Sejak terpilihnya Busyro muqadas sebagai ketua KPK yang baru menggantikan Antasari Azhar, harapan sebagian besar masyarakat terhadap KPK untuk kembali membuka kran kasus korupsi kelas kakap seperti BLBI, century, Buloq, penyuapan pada pemilihan deputi senior gubernur BI, hingga dugaan kasus suap partai demokrat melalui Muhammad Nazaruddin (bendahara partai demokrat) dalam bentuk pemberian uang sebesar 120.000 dollar Singapura kepada Sekretaris Jenderal MK Djanedri Gaffar kembali mencuat hingga sampai pada titik klimaksnya.
Disorientasi
Saat ini praktik penegakan hukum sedang mengalami disorientasi kinerja dari amanah yang diperintahkan di dalam UUD 1945 dan perubahannya. Disorientasi pertama, polisi, jaksa dan hakim saat ini tampak kehilangan jati diri karena keberadaan lembaga pengawas eksternal seperti Komisi Yudisial, Komisi Kejaksaan dan Komisi Kepolisian. Selain belum efektif juga tampak ada keinginan kuat untuk memasuki terlalu jauh pekerjaan lembaga penegak hukum tersebut yang bertentangan dengan UU.
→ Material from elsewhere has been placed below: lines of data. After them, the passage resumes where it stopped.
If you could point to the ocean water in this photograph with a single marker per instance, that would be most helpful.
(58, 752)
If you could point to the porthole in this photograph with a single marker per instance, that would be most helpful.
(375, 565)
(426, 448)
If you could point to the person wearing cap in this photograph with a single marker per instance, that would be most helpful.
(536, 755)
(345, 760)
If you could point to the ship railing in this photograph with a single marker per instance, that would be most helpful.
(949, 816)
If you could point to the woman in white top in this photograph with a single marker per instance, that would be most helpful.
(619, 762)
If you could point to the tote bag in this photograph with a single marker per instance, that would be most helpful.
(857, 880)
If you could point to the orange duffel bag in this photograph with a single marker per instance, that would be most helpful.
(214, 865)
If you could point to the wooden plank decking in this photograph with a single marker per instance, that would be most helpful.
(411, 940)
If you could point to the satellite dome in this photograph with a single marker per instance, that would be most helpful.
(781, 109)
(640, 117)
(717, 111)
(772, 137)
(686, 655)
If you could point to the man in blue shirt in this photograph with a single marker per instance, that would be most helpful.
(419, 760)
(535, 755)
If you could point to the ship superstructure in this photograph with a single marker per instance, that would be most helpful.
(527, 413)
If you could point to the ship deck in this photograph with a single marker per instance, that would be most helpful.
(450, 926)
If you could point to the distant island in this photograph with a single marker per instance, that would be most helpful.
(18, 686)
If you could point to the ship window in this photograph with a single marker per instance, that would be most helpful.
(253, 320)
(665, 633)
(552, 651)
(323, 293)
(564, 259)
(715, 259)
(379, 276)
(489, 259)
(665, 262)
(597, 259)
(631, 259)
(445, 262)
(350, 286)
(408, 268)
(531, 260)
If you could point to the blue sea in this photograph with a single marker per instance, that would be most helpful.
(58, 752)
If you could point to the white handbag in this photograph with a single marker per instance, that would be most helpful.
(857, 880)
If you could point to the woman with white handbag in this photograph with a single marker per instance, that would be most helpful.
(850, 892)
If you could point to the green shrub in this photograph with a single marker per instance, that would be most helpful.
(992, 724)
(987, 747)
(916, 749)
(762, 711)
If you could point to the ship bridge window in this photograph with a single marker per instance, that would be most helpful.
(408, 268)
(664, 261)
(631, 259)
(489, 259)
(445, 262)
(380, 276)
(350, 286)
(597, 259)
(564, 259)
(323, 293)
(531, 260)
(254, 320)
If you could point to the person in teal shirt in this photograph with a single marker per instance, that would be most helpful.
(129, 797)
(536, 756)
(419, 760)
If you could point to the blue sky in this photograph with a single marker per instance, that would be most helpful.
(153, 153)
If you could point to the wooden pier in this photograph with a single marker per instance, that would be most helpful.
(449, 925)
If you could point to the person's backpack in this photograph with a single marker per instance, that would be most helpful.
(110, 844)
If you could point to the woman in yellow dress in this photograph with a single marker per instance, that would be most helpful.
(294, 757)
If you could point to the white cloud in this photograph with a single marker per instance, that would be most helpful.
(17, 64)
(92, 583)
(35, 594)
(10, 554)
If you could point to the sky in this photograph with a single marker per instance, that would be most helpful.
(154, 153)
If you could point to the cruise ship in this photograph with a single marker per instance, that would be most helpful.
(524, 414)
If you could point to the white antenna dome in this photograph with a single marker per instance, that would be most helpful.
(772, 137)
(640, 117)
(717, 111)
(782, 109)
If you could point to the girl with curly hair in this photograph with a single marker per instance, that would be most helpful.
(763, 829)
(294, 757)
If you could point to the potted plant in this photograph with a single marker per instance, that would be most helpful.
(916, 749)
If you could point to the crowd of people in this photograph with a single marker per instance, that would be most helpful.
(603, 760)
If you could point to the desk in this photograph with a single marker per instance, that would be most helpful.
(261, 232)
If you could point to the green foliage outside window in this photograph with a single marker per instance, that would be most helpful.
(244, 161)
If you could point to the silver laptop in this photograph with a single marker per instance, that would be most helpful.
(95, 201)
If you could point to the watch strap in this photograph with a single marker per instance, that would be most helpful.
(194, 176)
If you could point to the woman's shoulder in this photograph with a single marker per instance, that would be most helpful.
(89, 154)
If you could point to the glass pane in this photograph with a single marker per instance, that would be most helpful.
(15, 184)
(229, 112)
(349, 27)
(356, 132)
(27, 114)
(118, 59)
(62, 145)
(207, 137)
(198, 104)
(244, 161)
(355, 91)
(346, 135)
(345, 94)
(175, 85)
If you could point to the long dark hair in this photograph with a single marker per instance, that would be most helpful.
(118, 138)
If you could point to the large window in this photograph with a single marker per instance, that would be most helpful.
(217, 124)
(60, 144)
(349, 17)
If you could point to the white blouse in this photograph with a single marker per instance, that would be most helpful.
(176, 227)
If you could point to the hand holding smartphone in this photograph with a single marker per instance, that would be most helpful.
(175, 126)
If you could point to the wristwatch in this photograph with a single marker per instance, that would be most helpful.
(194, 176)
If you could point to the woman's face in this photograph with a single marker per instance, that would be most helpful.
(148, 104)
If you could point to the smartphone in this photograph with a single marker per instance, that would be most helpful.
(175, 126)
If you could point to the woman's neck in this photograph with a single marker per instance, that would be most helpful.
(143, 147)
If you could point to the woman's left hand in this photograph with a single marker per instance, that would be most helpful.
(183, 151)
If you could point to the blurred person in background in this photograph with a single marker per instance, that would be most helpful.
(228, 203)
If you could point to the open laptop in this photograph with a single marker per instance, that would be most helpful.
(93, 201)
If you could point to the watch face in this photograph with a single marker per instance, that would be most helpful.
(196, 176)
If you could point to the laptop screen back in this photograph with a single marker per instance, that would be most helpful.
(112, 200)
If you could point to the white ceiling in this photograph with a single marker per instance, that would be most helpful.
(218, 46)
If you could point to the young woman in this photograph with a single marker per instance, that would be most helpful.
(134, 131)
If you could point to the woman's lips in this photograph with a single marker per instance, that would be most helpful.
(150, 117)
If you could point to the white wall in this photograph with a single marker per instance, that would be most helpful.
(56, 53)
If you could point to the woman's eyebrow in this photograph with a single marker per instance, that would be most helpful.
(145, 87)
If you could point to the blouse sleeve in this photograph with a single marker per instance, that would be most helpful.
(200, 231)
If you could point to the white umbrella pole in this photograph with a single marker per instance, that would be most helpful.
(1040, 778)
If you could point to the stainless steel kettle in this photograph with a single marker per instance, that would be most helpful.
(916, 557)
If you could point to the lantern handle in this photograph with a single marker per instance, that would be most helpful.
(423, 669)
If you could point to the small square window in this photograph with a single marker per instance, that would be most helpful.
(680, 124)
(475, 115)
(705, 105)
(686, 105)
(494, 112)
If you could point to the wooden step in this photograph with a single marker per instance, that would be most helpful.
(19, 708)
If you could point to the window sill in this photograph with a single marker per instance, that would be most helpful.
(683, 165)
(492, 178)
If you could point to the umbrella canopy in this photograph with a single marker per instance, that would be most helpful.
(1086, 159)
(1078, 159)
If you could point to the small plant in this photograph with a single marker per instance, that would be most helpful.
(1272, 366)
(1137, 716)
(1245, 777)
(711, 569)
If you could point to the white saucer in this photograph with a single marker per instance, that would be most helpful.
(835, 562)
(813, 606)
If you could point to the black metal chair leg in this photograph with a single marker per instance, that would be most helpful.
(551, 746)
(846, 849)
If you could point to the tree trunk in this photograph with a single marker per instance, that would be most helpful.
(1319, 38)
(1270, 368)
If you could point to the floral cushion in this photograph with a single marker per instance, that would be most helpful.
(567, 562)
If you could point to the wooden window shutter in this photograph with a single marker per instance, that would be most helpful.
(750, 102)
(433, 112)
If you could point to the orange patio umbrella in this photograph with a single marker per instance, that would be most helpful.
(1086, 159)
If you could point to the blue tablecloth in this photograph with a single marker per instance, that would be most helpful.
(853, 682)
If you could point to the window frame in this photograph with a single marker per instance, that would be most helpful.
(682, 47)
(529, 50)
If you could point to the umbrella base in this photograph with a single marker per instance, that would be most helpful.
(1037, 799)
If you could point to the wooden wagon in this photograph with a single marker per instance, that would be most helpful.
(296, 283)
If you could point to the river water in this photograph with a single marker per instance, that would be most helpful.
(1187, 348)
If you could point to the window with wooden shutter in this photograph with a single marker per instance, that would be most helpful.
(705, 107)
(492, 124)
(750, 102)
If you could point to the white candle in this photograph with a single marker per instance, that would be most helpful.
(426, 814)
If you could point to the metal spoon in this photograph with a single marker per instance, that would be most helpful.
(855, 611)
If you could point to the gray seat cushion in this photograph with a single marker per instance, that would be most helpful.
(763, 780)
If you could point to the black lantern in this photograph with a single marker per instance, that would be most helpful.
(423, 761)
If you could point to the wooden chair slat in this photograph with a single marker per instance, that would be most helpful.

Kekuatan kritik sosial dan pers bebas sering menimbulkan kegamangan penegak hukum dalam melaksanakan tugas dan wewenangnya secara benar menurut UU yang berlaku. Disorientasi kedua, tidak jelas lagi batas-batas sistem pengendalian internal dan eksternal dalam penegakan hukum. Yang terjadi “kontrol internal” dilakukan oleh masyarakat sipil, seharusnya oleh lembaga pengawas internal (irjen dll); dan “kontrol eksternal” dilakukan oleh “orang dalam” lembaga penegak hukum itu sendiri.Di sini tidak jelas lagi siapa mengawasi siapa.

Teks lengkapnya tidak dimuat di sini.